Measurement error and errors-in-variables bias
Threat to internal validity with multiple regression analysis
Errors in the measurement of data e.g. errors-in-variables bias in using economics test scores when wanting to test maths scores which although likely correlated are not the same
Classical measurement error
Threat to internal validity with multiple regression analysis
??
Missing data and sample selection bias
Threat to internal validity with multiple regression analysis
If data is missing as a function of the dependent variable then there is a risk that X is correlated with u, and omitted variable bias is present - this is known as sample selection bias
Simultaneous casuality
Threat to internal validity with multiple regression analysis
Occurs if the Y is causing X ie. reverse causality from which arises the issue of simultaneous causality which is another way in which omitted variable bias can arise.

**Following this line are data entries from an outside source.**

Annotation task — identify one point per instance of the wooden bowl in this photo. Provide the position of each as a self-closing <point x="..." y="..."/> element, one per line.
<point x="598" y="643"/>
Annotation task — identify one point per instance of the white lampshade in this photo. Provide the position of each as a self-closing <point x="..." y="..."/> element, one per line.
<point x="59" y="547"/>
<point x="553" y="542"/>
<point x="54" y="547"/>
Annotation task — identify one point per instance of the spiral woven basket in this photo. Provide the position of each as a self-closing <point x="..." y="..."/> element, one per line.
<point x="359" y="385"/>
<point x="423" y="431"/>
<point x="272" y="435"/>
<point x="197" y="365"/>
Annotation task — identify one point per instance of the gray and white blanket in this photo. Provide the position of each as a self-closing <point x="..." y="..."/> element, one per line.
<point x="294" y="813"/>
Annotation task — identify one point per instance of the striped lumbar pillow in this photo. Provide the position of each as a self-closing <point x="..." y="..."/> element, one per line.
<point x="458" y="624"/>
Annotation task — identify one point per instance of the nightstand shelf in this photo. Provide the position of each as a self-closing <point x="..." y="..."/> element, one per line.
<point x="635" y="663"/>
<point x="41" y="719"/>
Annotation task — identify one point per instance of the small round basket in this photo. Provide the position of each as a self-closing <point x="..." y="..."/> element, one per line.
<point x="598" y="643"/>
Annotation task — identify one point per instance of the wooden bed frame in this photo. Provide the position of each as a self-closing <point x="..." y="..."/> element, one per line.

Sources of inconsistency in OLS standard errors
Threat to internal validity with multiple regression analysis
- Heteroskedasticity - when the variance of u depends on X which is not accounted for whill result in the computation of incorrect standard errors and hence incorrect t-stats and confidence intervals
- Correlation of the error term across observations - if the eroor term is correlated across time or space you can also end u with incorrect standard errors, t-statistics and confidence intervals.
Forecasting
We can generate a forecast of Y using predicted values from the regression with forecast error = Y - Y(hat)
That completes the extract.